Touchée de plein fouet par les restrictions gouvernementales, l’industrie du sport connaît une crise brutale et violente sans précédent. La pandémie a laissé les stades vides et a forcé l’annulation de centaines d’événements tels que le Tour de France et Wimbledon, mettant à rude épreuve les finances des équipes, de leurs institutions dirigeantes et des médias sportifs. Au même moment, des géants comme Disney et Amazon s’intéressent de plus en plus à l’obtention des droits de diffusion des matches afin d’élargir leur base d’utilisateur. Pour survivre, les groupes sportifs se tournent alors vers des sociétés de capital-investissement, qui leur promettent des injections de fonds et un savoir-faire commercial.
Historiquement, le football a été contrôlé par des hommes d’affaires très influents comme Bernard Tapie, Jean-Michel Aulas, Président de l’Olympique Lyonnais, ou Pini Zahavi, agent très influent responsable notamment de l’arrivée de Neymar au PSG. Ces hommes ont longtemps eu la mainmise sur le monde du Football en étant au contrôle des plus grands clubs et institutions. Plus récemment des milliardaires Chinois ou Russes se sont pris de passion pour le football Européen. Le Chinois Wan Jialin, PDG de Wanda, a racheté 20% de l’Atletico Madrid tandis que le Russe Dimitry Ribolovlev s’est offert le club de l’AS Monaco en 2011. Aujourd’hui, ce sont les grands fonds de Private Equity qui font leur entrée dans le « sport business » pour répondre aux difficultés de financement que rencontre le secteur. Cependant, la présence de ces géants de la finance dérange, notamment auprès des fans et des sportifs.
Une industrie en pleine restructuration avec la crise
La pandémie a considérablement affecté le financement des fédérations et des clubs. En effet, l’impact global du Covid-19 sur le monde du sport est estimé par la Commission européenne à près de 90 millions d’euros de pertes et à plus d’un million d’emplois affectés.
La propriété d’une équipe sportive a pendant longtemps été la chasse gardée des individus les plus fortunés. Mais aujourd’hui, les fonds d’investissement entrent en jeu et les propriétaires de franchises sportives comme la NFL ou encore la NBA aux Etats-Unis comptent bien leur ouvrir la porte. En plus des prix très attractifs des équipes sportives dus au contexte actuel, les fonds de Private Equity peuvent s’attendre à des rendements moyens qui dépassent ceux du S&P 500.

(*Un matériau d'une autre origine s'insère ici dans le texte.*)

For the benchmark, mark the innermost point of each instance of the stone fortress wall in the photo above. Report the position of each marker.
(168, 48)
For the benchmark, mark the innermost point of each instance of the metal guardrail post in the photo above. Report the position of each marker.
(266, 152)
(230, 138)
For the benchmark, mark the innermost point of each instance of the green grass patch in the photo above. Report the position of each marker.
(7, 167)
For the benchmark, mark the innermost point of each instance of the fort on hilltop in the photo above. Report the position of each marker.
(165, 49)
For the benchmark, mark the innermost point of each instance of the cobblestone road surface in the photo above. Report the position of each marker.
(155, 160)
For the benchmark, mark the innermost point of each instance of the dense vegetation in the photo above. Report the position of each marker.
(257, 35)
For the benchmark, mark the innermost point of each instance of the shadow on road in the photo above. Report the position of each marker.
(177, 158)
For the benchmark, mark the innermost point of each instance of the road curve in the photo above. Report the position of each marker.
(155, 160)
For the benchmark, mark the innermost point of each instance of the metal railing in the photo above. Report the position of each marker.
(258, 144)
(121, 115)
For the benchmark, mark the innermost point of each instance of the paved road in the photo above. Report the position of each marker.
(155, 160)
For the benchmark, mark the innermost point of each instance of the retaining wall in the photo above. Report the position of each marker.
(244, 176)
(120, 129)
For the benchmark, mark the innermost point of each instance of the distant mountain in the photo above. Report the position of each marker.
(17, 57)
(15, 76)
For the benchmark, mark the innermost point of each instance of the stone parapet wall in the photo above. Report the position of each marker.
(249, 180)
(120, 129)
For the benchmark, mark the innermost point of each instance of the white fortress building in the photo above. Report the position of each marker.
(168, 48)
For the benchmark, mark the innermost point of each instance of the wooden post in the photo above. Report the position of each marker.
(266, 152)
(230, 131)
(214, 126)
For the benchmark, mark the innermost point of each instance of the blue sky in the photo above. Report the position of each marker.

Lire aussi : Les 8 évènements à connaître avant un entretien en Finance
Pourquoi investir dans le sport ?
Le sport est une machine à générer du contenu. Avec la flambée de la demande pour les services de streaming, les ligues sportives disposent d’un formidable levier pour négocier les droits médiatiques. Ainsi, les fonds de Private Equity s’intéressent de près à ces ligues qui rapportent gros à leurs investisseurs, entre 15 et 20% de rendement par an.
Mais, l’investissement dans le sport n’a pas pour seul but de dégager des profits, il possède aussi une place unique dans les portefeuilles des grands fonds et a plusieurs avantages.
1. La diversification de portefeuille
2. La rareté de l’actif
Le sport professionnel est un milieu ultra-compétitif, dans lequel seules quelques grandes équipes attirent toutes les convoitises. Dans les hautes sphères du football européen, seul un nombre déterminé d’équipes peut faire partie de la ligue supérieure. Et parmi elles, ce sont généralement quelques privilégiées qui restent année après année. Ainsi, le nombre limité d’équipes associé au fait que ces équipes changent très rarement de propriétaire (environ tous les 30 ans) permet aux investisseurs de faire monter les prix des clubs au moment de la vente.
3. Les discounts
En général, les acheteurs potentiels de participations minoritaires cherchent à obtenir des décotes considérables par rapport à la valeur de marché en raison de l’absence de prise de contrôle sur l’entité qu’ils acquièrent. Une participation minoritaire peut être achetée 20 à 30 % en dessous de la valeur de marché dans certains cas. Ce fut par exemple le cas lors de la vente minoritaire des Dodgers (franchise américaine de baseball), où les capitaux initialement valorisés 3,2 milliards de dollars se sont finalement vendus à 2,56 milliards.
4. Les droits médiatiques
5. Paris sportifs et NFTs
L’essor des paris sportifs et des non-fungible tokens (ou NFTs) est de bon augure pour l’avenir des franchises sportives. En effet, les ligues profitent de la flambée des paris sportifs pour augmenter le prix de vente des données qu’elles collectent en temps réel. La NFL a pris les devants dans ce domaine en concluant un accord de 120 millions de dollars par an avec Genius Sports. L’entreprise collectera et enverra des informations et des statistiques sur les matchs en direct aux sociétés de paris sportifs. Quant aux NFTs, actifs numériques stockés sur une blockchain qui représentent une image ou une vidéo ayant une identité numérique unique à laquelle on rattache un droit de propriété, ils mettent un réel coup de projecteur sur le monde du sport et notamment celui du Football. En effet, ils font beaucoup parler d’eux sur les réseaux sociaux notamment la start-up française Sorare, spécialisée dans la mise en vente de NFTs liés au football, qui a affolé la toile avec la plus grosse levée de fonds de l’histoire de la French Tech atteignant 680 millions de dollars. L’expansion de ces Non Fungible Token permettra aux ligues de monnayer de nouveaux types d’actifs numériques et de générer des profits tout en attirant une génération plus jeune. Ces deux secteurs sont de vrais leviers pour le développement futur de l’économie sportive.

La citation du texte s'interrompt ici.